À Lubumbashi, le Tribunal du travail a examiné, ce mardi 25 novembre 2025, la plainte de KIKABA KIONI contre son ancien employeur, Kyondo Radio Télévision. Le journaliste réclame 15 mois d’arriérés, son décompte final et des dommages intérêts, au terme d’un dossier qui illustre la précarité salariale dans les médias.
Le Tribunal du travail de Lubumbashi a siégé dans l’affaire inscrite sous le numéro RT : 2579, opposant KIKABA KIONI Nestor, ancien rédacteur en chef de Kyondo Radio Télévision, à son ex employeur. Le journaliste réclame 15 mois d’arriérés de salaire ainsi que la communication de son décompte final.

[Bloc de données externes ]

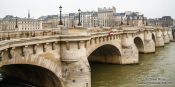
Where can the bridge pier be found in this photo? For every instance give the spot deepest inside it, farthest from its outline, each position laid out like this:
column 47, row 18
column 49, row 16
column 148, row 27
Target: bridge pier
column 130, row 53
column 159, row 39
column 149, row 44
column 75, row 66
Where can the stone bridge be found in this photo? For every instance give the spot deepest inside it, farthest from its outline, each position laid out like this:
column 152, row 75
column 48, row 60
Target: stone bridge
column 52, row 58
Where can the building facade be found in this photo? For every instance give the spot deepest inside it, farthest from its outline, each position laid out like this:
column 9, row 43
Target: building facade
column 165, row 21
column 106, row 17
column 130, row 18
column 15, row 23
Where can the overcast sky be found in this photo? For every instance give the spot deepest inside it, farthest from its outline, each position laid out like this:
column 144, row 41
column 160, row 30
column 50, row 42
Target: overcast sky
column 151, row 8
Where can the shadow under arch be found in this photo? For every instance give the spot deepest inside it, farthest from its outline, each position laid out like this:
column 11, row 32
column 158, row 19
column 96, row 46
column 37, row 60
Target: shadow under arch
column 105, row 54
column 153, row 37
column 139, row 44
column 38, row 76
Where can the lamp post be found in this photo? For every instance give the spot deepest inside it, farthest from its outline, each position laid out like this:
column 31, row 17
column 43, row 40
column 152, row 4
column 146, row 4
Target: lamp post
column 79, row 23
column 127, row 20
column 146, row 22
column 143, row 20
column 60, row 23
column 121, row 23
column 16, row 26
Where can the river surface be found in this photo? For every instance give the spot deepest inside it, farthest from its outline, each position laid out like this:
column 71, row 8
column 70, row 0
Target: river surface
column 153, row 70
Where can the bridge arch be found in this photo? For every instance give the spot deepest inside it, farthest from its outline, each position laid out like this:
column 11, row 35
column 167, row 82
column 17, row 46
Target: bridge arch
column 36, row 75
column 36, row 64
column 139, row 44
column 106, row 53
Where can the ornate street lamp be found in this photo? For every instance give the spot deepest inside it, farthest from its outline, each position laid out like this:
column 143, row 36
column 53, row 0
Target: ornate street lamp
column 127, row 20
column 16, row 26
column 143, row 20
column 79, row 23
column 146, row 22
column 121, row 23
column 60, row 23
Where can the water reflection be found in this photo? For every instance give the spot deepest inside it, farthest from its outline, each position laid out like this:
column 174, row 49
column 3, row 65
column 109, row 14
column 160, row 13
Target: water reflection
column 154, row 70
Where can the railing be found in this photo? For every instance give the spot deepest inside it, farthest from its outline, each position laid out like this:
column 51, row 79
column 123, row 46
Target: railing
column 17, row 34
column 14, row 34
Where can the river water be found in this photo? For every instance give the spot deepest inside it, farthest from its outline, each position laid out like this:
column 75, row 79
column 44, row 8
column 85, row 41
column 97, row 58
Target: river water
column 153, row 70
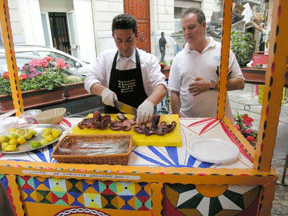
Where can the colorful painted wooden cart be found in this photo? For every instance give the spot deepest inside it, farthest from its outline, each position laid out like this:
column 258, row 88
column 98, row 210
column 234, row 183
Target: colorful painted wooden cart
column 172, row 183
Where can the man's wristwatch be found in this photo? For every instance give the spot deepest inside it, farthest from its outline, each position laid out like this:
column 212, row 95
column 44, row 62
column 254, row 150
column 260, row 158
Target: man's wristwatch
column 212, row 85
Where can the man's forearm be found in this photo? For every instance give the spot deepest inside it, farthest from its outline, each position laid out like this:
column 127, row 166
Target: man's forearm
column 158, row 94
column 175, row 102
column 97, row 89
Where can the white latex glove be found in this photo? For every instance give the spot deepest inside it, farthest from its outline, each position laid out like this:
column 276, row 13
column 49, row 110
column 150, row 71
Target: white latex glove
column 108, row 96
column 145, row 112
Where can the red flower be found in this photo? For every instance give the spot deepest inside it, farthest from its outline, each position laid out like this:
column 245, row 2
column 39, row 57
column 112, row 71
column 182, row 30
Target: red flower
column 247, row 131
column 23, row 76
column 6, row 75
column 250, row 138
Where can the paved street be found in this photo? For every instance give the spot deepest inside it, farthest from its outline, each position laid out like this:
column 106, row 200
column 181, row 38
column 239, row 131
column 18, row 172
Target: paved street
column 246, row 101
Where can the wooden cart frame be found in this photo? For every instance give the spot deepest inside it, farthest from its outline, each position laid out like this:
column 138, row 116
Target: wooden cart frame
column 209, row 179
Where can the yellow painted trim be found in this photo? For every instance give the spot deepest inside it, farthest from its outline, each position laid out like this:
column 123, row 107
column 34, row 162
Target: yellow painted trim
column 225, row 49
column 15, row 193
column 274, row 83
column 156, row 199
column 10, row 56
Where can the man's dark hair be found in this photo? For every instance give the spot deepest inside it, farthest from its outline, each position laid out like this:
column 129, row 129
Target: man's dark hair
column 124, row 21
column 197, row 11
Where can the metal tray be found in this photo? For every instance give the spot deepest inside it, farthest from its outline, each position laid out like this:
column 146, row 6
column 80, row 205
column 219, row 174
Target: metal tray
column 38, row 128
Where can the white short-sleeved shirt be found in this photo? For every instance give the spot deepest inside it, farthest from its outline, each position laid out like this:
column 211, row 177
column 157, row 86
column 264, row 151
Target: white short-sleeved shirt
column 189, row 64
column 150, row 68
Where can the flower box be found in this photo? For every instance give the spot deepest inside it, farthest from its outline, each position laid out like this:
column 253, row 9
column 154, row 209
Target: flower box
column 75, row 90
column 33, row 98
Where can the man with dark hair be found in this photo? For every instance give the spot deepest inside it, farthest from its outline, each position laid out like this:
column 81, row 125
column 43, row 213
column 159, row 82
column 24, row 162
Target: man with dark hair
column 127, row 73
column 263, row 30
column 194, row 74
column 162, row 46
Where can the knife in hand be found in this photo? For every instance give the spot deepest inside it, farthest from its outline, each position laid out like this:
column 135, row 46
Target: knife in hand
column 124, row 108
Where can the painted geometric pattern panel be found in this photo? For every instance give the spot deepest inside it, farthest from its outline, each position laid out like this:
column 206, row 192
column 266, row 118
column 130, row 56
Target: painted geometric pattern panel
column 86, row 193
column 196, row 200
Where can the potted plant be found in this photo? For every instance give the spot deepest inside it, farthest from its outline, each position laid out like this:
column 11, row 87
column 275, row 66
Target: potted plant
column 244, row 125
column 41, row 82
column 243, row 46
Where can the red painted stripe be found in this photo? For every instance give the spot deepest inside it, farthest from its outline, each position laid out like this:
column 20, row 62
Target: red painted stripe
column 233, row 139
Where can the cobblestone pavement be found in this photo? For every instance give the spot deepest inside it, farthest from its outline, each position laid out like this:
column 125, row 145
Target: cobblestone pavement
column 246, row 101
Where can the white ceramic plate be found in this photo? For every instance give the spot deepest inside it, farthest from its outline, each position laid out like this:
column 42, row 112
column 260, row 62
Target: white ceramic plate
column 213, row 150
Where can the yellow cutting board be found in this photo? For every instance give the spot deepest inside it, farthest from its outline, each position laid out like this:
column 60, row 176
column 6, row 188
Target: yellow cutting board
column 172, row 139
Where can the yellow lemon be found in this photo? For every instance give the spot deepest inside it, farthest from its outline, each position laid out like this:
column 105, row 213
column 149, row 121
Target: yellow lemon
column 35, row 144
column 13, row 141
column 28, row 135
column 45, row 134
column 14, row 135
column 32, row 131
column 21, row 140
column 21, row 132
column 3, row 145
column 43, row 141
column 10, row 148
column 49, row 138
column 55, row 132
column 48, row 130
column 3, row 139
column 11, row 130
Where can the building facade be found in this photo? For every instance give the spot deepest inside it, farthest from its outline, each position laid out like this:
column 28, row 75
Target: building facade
column 83, row 27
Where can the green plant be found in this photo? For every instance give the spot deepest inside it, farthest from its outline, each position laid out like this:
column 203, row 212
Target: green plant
column 47, row 80
column 43, row 73
column 243, row 46
column 244, row 125
column 164, row 63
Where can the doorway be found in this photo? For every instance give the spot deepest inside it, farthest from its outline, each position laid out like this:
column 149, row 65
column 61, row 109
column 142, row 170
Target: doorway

Selon les avocats du demandeur, M. KIKABA KIONI avait été engagé en 2011 comme journaliste reporter avec un salaire mensuel de 350 dollars. Il a rapidement gravi les échelons pour devenir rédacteur en chef. Au fil du temps, lui et ses collègues auraient subi de longues périodes d’impayés. Une délégation du personnel avait adressé une lettre à la direction pour demander la régularisation des salaires, sans jamais obtenir de réponse.
Le journaliste a démissionné le 8 octobre 2024. Quarante huit heures après, l’employeur lui aurait réclamé l’exécution d’un préavis de 53 jours. En novembre 2024, la société a fermé ses portes sans préavis, laissant les travailleurs constater le démantèlement du matériel technique. Les conseillers de M. KIKABA affirment par ailleurs que le bâtiment du siège social aurait été vendu. Ils indiquent avoir obtenu une nouvelle adresse de l’employeur auprès du Guichet unique.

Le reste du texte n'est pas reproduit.